Dissecting cross-population polygenic heterogeneity across respiratory and cardiometabolic diseases.

Biological mechanisms underlying multimorbidity remain elusive. To dissect the polygenic heterogeneity of multimorbidity in twelve complex traits across populations, we leveraged biobank resources of genome-wide association studies (GWAS) for 232,987 East Asian individuals (the 1st and 2nd cohorts of BioBank Japan) and 751,051 European individuals (UK Biobank and FinnGen).
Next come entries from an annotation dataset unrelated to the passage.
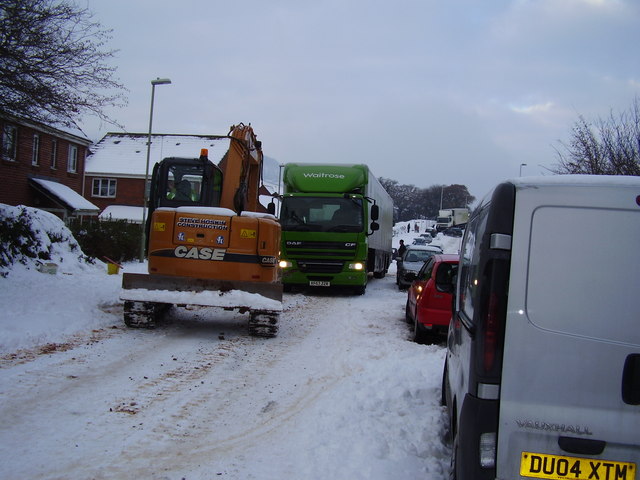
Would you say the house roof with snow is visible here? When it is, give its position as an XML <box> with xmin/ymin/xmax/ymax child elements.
<box><xmin>85</xmin><ymin>133</ymin><xmax>230</xmax><ymax>178</ymax></box>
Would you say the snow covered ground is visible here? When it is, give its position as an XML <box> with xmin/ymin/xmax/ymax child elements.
<box><xmin>0</xmin><ymin>211</ymin><xmax>460</xmax><ymax>480</ymax></box>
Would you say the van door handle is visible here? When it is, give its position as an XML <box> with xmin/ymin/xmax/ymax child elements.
<box><xmin>622</xmin><ymin>353</ymin><xmax>640</xmax><ymax>405</ymax></box>
<box><xmin>558</xmin><ymin>437</ymin><xmax>607</xmax><ymax>455</ymax></box>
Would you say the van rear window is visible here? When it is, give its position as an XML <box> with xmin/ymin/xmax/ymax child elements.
<box><xmin>526</xmin><ymin>207</ymin><xmax>640</xmax><ymax>345</ymax></box>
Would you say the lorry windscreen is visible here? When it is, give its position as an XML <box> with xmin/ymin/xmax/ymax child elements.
<box><xmin>280</xmin><ymin>197</ymin><xmax>364</xmax><ymax>233</ymax></box>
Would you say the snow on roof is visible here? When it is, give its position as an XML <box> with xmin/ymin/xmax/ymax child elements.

Cross-trait analyses of respiratory and cardiometabolic diseases, rheumatoid arthritis, and smoking identified negative genetic correlations between respiratory and cardiometabolic diseases in East Asian individuals, opposite from the positive associations in European individuals. Associating genome-wide polygenic risk scores (PRS) with 325 blood metabolome and 2917 proteome biomarkers supported the negative cross-trait genetic correlations in East Asian individuals. Bayesian pathway PRS analysis revealed a negative association between asthma and dyslipidemia in a gene set of peroxisome proliferator-activated receptors. The pathway suggested heterogeneity of cell type specificity in the enrichment analysis of the lung single-cell RNA-sequencing dataset. Our study highlights the heterogeneous pleiotropy of immunometabolic dysfunction in multimorbidity.